A US Navy systems administrator has been arrested on charges of acting as the ringleader of an anti-government hacking group.
Nicholas Knight, who worryingly worked as a sysadmin in the nuclear reactor department of the aircraft carrier USS Harry S. Truman, has been charged with conspiring to hack into computer systems to steal identities, obstruct justice, and damage a protected computer.
Knight worked alongside a 20-year old Oklahoma college student to carry out hacks on a number of high profile systems, including the Navy, the Department of Homeland Security, the World Health Organization and Harvard University. The two hackers went by the alias "Team Digi7al" and posted links to information they stole on their Twitter account.
The Naval Criminal Investigative Service (NCIS) first noticed a breach of their Smart Web Move (SWM) database in June 2012.

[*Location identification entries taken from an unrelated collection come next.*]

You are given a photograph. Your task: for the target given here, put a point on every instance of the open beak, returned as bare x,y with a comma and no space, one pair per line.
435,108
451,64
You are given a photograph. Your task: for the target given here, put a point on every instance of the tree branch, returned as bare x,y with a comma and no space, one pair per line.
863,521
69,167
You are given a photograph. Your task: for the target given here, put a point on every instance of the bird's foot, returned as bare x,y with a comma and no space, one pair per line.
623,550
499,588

This is the database used to manage transfers for 220,000 service members across all branches of the US military, and it stored their personal records, social security numbers, names, and dates of birth.
After the breach, the Navy shut down the system, patched up the damage and paid for identity theft and credit monitoring services for all of its affected employees. The total cost was $514,000 (£303).
"Today's news on Mr. Knight is an alarm bell that every organisation needs to lock down these privileged access points," said Udi Mokady, CEO of Cyber Ark. "The best security approach to controlling these extremely powerful accounts is to make sure that every time one of these accounts are used, it's flagged, logged and recorded."
The US Navy has so far declined to comment.
Back in October, US officials revealed that hackers either working for or on behalf of the Iranian government had infiltrated the largest internal computer network in the world, the The Navy and Marine Corps Intranet (NMCI).
Days later, an Iranian cyber commander was found dead in the city of Karaj.